Between 10,000 and 15,000 people were killed in one city alone in Sudan’s West Darfur region last year in ethnic violence by the RSF and allied Arab militia, according to a U.N. sanctions monitors report seen by Reuters in January.
Russia’s deputy U.N. ambassador, Anna Evstigneeva, accused the U.S. of “double standards” by “dragging out the adoption of a document on a ceasefire in the Gaza Strip,” where health authorities say more than 30,000 Palestinians have been killed in the past five months.
“The USA time and again uses it to veto, plays for time and demands that we wait for some results from its direct diplomacy on the ground. Nothing of the sort is proposed for Sudan,” she told the council before the vote.

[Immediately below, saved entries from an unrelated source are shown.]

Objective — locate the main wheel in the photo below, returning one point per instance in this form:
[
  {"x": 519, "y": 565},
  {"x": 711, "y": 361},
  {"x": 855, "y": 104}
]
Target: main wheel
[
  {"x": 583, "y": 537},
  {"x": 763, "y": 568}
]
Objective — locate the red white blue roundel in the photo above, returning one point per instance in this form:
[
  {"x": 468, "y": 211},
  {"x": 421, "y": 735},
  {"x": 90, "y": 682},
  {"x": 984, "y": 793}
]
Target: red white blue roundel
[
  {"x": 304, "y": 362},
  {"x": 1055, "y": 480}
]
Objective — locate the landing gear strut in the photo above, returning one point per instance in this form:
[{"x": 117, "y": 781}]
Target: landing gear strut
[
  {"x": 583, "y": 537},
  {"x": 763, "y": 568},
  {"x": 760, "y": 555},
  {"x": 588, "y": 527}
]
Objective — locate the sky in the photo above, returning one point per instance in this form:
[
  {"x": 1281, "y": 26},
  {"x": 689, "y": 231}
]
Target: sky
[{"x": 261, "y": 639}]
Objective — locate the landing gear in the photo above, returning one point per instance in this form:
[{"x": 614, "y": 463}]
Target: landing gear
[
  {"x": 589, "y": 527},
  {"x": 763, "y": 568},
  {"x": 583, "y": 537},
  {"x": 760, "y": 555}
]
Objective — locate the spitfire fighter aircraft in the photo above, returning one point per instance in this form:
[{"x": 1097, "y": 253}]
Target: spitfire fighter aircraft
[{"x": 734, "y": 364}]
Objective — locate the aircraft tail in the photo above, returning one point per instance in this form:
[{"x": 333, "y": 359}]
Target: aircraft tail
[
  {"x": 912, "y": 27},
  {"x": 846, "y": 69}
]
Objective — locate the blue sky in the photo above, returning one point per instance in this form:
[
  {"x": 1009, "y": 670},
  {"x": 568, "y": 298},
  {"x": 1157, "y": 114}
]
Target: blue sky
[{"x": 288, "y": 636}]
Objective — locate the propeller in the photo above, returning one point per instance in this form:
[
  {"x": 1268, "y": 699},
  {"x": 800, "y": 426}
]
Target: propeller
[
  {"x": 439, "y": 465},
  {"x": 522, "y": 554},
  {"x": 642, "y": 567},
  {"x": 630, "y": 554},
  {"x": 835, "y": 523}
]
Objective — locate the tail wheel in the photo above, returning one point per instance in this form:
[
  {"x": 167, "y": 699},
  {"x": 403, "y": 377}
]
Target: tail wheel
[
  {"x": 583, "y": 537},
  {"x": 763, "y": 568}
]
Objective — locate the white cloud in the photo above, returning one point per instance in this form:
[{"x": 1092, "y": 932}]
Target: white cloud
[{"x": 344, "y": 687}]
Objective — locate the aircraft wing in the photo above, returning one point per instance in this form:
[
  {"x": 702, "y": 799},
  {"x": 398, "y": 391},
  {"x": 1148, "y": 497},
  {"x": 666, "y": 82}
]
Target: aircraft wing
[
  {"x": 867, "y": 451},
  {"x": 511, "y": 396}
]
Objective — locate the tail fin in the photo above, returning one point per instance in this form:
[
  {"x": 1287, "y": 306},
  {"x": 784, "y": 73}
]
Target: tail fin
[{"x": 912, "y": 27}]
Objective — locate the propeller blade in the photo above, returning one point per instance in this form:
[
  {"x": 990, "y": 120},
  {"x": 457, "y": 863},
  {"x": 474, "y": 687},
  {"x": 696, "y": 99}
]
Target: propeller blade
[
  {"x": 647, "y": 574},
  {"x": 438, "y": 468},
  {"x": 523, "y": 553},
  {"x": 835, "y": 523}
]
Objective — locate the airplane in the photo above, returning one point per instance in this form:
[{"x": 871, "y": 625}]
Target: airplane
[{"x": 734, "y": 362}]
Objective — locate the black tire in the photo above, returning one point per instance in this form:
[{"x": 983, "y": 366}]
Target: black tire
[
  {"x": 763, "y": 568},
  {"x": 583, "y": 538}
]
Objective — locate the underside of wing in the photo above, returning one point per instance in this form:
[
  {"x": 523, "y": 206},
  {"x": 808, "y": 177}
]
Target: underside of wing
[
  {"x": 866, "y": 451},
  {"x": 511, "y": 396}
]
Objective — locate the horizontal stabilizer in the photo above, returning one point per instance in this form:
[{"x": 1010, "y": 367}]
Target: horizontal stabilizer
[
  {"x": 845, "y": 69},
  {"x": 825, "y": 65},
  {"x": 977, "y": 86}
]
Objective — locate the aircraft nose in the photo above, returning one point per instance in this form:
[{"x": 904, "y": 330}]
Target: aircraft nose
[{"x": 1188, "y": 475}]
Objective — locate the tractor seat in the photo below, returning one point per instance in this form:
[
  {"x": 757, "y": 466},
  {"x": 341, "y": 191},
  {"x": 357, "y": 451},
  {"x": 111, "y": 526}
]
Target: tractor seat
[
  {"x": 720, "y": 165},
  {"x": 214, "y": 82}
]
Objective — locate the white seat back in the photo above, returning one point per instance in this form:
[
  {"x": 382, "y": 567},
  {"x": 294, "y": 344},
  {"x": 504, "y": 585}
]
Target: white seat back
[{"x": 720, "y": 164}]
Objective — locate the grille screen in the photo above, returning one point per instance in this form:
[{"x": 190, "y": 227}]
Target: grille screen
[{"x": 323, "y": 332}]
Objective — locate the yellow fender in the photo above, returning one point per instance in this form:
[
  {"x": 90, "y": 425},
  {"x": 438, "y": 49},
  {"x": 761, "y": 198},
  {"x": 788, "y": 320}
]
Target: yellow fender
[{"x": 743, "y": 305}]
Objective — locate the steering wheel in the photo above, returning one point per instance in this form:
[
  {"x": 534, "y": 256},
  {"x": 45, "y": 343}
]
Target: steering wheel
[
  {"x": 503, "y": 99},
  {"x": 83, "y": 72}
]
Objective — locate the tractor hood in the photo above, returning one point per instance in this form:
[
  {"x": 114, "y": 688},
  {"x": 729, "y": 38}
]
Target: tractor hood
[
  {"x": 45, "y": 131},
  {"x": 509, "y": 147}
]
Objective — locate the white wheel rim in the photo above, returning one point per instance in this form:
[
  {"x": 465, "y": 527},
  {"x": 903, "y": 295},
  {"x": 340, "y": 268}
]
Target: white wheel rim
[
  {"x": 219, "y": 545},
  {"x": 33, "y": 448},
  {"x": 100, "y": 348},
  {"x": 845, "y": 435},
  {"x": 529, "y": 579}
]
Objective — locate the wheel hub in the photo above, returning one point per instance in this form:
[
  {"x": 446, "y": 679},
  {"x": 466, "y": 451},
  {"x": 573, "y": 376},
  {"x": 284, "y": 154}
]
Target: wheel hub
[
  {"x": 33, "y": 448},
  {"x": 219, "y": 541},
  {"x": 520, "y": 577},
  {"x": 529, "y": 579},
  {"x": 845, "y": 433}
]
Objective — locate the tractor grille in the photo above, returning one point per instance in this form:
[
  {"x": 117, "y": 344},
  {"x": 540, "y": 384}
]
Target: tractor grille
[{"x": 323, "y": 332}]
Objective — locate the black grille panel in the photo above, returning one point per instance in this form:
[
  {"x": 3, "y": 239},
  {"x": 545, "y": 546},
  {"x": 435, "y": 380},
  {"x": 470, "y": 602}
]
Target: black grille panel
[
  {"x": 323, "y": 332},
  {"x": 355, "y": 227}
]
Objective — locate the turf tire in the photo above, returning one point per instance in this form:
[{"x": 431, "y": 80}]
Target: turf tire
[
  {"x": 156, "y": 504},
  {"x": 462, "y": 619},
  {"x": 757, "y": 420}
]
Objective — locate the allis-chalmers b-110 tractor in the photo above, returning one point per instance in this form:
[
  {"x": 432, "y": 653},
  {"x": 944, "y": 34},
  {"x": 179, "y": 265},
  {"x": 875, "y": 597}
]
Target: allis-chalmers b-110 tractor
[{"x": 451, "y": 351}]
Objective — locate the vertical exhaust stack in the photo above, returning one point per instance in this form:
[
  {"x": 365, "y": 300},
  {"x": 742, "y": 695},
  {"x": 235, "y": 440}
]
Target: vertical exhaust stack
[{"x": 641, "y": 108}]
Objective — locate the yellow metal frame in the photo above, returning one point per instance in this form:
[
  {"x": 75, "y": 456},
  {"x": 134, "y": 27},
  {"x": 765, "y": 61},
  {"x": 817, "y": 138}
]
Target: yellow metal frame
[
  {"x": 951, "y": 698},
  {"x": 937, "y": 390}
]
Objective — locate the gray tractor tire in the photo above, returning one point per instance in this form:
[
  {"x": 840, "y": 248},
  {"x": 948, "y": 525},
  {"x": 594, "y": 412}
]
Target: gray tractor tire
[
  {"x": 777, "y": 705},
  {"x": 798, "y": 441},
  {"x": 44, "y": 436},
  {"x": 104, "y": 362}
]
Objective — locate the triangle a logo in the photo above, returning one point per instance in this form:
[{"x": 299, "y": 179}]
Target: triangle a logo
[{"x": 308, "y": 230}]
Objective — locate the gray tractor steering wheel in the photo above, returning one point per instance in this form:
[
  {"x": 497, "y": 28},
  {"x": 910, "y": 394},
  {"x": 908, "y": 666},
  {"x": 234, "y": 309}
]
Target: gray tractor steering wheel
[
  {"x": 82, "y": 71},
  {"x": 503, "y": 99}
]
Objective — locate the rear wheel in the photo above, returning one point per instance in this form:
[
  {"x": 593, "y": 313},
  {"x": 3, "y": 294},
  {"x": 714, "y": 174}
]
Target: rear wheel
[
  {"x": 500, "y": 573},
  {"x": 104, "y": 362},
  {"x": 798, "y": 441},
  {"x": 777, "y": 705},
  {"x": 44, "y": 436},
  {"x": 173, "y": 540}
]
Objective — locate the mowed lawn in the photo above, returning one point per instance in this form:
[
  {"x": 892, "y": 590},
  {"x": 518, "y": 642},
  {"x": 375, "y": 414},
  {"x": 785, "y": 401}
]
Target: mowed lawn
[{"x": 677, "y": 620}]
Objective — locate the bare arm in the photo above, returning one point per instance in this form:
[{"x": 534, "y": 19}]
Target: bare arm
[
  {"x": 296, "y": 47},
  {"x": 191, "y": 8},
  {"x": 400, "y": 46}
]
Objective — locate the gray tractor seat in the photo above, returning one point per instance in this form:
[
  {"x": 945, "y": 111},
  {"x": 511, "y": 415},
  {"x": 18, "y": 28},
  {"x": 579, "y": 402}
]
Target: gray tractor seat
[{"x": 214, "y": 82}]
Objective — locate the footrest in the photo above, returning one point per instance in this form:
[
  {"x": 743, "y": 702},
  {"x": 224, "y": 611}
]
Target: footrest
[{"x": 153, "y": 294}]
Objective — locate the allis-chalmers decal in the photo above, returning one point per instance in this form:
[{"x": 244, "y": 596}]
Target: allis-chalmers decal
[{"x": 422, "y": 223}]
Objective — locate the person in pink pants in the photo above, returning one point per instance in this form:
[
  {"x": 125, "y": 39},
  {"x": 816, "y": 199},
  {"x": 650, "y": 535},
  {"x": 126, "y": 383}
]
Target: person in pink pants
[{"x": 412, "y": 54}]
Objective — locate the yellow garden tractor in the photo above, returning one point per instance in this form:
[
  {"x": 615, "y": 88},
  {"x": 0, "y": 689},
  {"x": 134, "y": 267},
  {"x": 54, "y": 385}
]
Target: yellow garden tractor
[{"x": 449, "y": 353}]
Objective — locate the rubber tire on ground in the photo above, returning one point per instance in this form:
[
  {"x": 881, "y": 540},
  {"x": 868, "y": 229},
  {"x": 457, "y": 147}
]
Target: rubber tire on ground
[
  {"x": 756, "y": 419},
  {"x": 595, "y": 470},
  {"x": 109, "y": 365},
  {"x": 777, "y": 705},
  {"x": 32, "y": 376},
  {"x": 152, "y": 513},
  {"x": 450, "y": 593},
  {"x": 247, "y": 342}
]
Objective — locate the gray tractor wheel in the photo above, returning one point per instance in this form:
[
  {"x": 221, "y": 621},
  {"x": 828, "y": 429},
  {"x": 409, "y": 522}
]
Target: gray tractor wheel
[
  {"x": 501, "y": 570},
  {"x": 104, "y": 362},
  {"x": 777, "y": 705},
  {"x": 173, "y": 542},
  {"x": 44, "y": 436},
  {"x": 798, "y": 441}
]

The United States has vetoed three draft council resolutions since the war began on Oct. 7 when Hamas attacked Israel, killing 1,200 people and taking 253 hostages, according to Israeli tallies. Washington’s ally Israel retaliated with an air and land assault on the Palestinian militants in Gaza.
“While adopting a resolution on a ceasefire during the month of Ramadan in the Sudan, the Security Council must not forget that the people of Gaza are still suffering under bombardment,” China’s deputy U.N. ambassador, Dai Bing, told the council. “The international community must push for immediate ceasefire.”
The United States did not respond in the council to Russia and China’s remarks on Gaza. The U.S. is currently negotiatinga draft resolution that backs “an immediate ceasefire of roughly six-weeks in Gaza together with the release of all hostages,” but it has said it is not in a rush to put the text to a vote.
U.N. aid chief Martin Griffiths said earlier on Friday that if there were a truce in Sudan the U.N. would pile in aid, adding: “Ten million Sudanese have become food insecure because of this conflict that should never have started.”
During a Security Council meeting on Thursday. U.N. Secretary-General Antonio Guterres urged a Ramadan truce.
Sudan’s U.N. ambassador, Al-Harith Idriss Al-Harith Mohamed, told the council on Thursday that the president of the country’s transitional council commended Guterres’ appeal, but “he’s wondering about how to do this.”
“All those who would like to see that appeal transformed into action are welcome … to present a mechanism for implementation of it,” the Sudanese ambassador said.